Niepopularna w swym kraju, zwłaszcza w północnej Anglii, Walii, Szkocji i częściach Północnej Irlandii, zdobyła głęboki szacunek zarówno w Waszyngtonie, Berlinie, jak i Moskwie. „Czerwona Gwiazda”, dziennik Ministerstwa Obrony Związku Sowieckiego nadała jej przydomek „Żelaznej Damy”, którym niejednokrotnie się chlubiła. Ściśle współpracowała z Gorbaczowem w procesie otwierania Związku Sowieckiego. Formowała silne związki przeciwko komunizmowi z Reaganem i w rezultacie była świadkiem zburzenia muru berlińskiego, jakkolwiek ostrzegała Gorbaczowa przed przejęciem kontroli w Europie przez zjednoczone Niemcy. „Thatcher była politykiem, którego słowa miały ogromną wagę”, poświadczył Gorbaczow.

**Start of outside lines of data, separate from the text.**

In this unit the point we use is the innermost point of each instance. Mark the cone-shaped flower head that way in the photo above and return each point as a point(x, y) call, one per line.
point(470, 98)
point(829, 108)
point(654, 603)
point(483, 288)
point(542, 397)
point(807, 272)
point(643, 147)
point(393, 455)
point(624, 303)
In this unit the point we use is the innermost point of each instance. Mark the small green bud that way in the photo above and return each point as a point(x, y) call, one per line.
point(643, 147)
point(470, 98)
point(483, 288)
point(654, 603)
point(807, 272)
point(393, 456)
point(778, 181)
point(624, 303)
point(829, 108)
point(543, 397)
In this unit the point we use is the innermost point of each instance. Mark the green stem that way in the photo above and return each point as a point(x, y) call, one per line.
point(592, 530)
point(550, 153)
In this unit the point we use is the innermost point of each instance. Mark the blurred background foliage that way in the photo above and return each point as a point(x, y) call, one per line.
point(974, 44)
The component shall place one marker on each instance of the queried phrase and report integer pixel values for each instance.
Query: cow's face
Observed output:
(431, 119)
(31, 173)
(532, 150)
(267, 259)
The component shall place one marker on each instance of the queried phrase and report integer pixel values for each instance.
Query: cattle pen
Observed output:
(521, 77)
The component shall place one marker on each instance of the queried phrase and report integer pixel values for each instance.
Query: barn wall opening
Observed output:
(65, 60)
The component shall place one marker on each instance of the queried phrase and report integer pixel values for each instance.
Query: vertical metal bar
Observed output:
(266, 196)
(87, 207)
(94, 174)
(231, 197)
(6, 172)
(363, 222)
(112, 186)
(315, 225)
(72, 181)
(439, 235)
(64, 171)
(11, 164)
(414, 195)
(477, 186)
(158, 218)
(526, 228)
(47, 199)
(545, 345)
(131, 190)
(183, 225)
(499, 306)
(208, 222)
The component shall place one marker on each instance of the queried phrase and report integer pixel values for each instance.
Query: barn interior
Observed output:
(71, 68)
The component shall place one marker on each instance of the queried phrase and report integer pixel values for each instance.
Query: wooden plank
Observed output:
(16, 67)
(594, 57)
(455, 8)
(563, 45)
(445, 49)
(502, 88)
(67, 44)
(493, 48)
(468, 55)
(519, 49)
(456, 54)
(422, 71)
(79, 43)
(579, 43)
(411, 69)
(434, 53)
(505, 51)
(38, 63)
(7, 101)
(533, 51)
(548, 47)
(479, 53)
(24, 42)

Inni, którzy weszli jej w drogę, zwłaszcza w Europie, byli poddawani miażdżącym diatrybom często określanym jako „torebkowanie”, nazwane tak od czarnej skórzanej torebki niezmiennie przez nią wszędzie noszonej. Na jednym z obrad Wspólnoty zasłynęła waleniem torebką w stół wykrzykując: „Oddajcie mi moje pieniądze”. Jej personalne credo oparte o współzawodnictwo, prywatną przedsiębiorczość, zapobiegliwość i samowystarczalność stworzyły polityczną filozofię znaną pod nazwą „Thatheryzmu”.
Waleczna opozycja wobec powszechnej integracji europejskiej zantagonizowała jej sojuszników w Europie i ostatecznie przyczyniła się do jej upadku. „Pamięć o niej przetrwa dłużej niż szarzy urzędnicy obecnej polityki”, skomentował burmistrz Londynu, Boris Johnson.